Although our time frame is supplied by the common (Christian) era, dates are given in varied but consistent ways. An unqualified date always refers to the Christian calendar. I use the Islamic chronology of BH and AH (before and after the Prophets exodus or hijrah to Medina). For seminal events, I offer Christian and Islamic dates, thus highlighting historical interactions between these religious superpowers. Dates of death only are given for classical scholars. For rulers, including all caliphs except the first four, only regnal periods are supplied. For important figures in modern history, I give dates of birth and death.
Islam is associated with a misanthropic political vengeance and apparently motiveless malice exhibited daily in the worlds crowded headlines. Its towering twin public countenances are a mystical faith of peace and a ferocious political ideology dedicated to world conquest through indiscriminate violence. Owing to this Janus-faced reputation, some European critics gave Islam the benefit of the doubt and were, as recently as 1989 when the Rushdie affair erupted, kind enough to eulogize it as potentially the best religion with the worst followers. Two decades later, practically all Westerners lament that Islam is the worst faith with the worst followers. Islam as political religion is now uniformly condemned as a resolutely intolerant, potentially totalitarian, unmanageably anarchic, dangerously subversive, irredeemably misogynistic, irrationally homophobic and avowedly imperialistic form of theocratic terrorism which aims to forcibly assimilate the secular and Christian worlds to its own obscurantist norms while rejecting offers of democratic compromise and eirenic accommodation.
Some Western extremists accuse Muslims of a new conquest of post-Christian Europe.
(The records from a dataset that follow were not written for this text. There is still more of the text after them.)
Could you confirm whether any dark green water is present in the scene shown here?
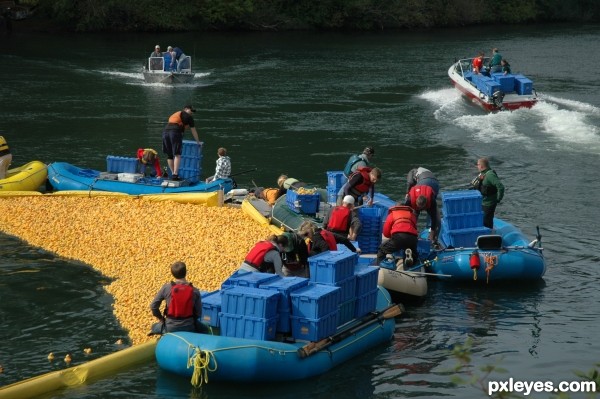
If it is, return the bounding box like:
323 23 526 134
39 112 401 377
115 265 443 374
0 26 600 399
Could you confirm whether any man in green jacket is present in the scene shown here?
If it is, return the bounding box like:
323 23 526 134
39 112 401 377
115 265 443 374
472 158 504 229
Once Gods continent, it is now renamed Eurabia or Europistan, conquered this time via immigrant infiltration and intimidation, not direct invasion. Such conspiratorial charges are supported by anxieties about the reach and purpose of Muslim, mainly Saudi, philanthropic donations to major Western universities. Is this a subtle attempt to monopolize and censor the study of Islam in the West, thus undermining secular freedoms of research, inquiry and speech?
Many non-Muslims sincerely wonder why Muslims, alone among religious believers, refuse to become citizens of a global political and economic order. This is a fair question. While we belong to many faiths, we remain a single humanity and share the planet. For those of goodwill who affirm the beatitude, Blessed are the peace-makers, the Islamic question is urgent, not merely theological. As an organic amalgam of secular and religious concerns, Islam resists secularization at a time when the gods of other faiths are competing to fall prostrate at the altar of secularism.
Two decades ago, during the Rushdie affair, I publicly argued that Islamic reform derives its authority from the attempt to resist and confront, not assimilate secular, political and artistic modernity. Religious reformers need religious, not intellectual, authority, in order to be credible to their co-religionists. That is why Sayyid Qutb and Ayatollah Khomeini and other activists succeeded in influencing the Islamic world while the exiled Muslim intellectuals who plan to reform Islam, from the safety of their apartments in London and Paris, are ridiculed in the Muslim world. They are seen as resident stooges and puppets of the West as opposed to the Western-appointed puppets governing the Muslim masses in their own homelands. Western-based Muslim thinkers who labour hard to create a so-called moderate that is, politically impotent Islam fully acceptable to the West, are dismissed as agents of the West.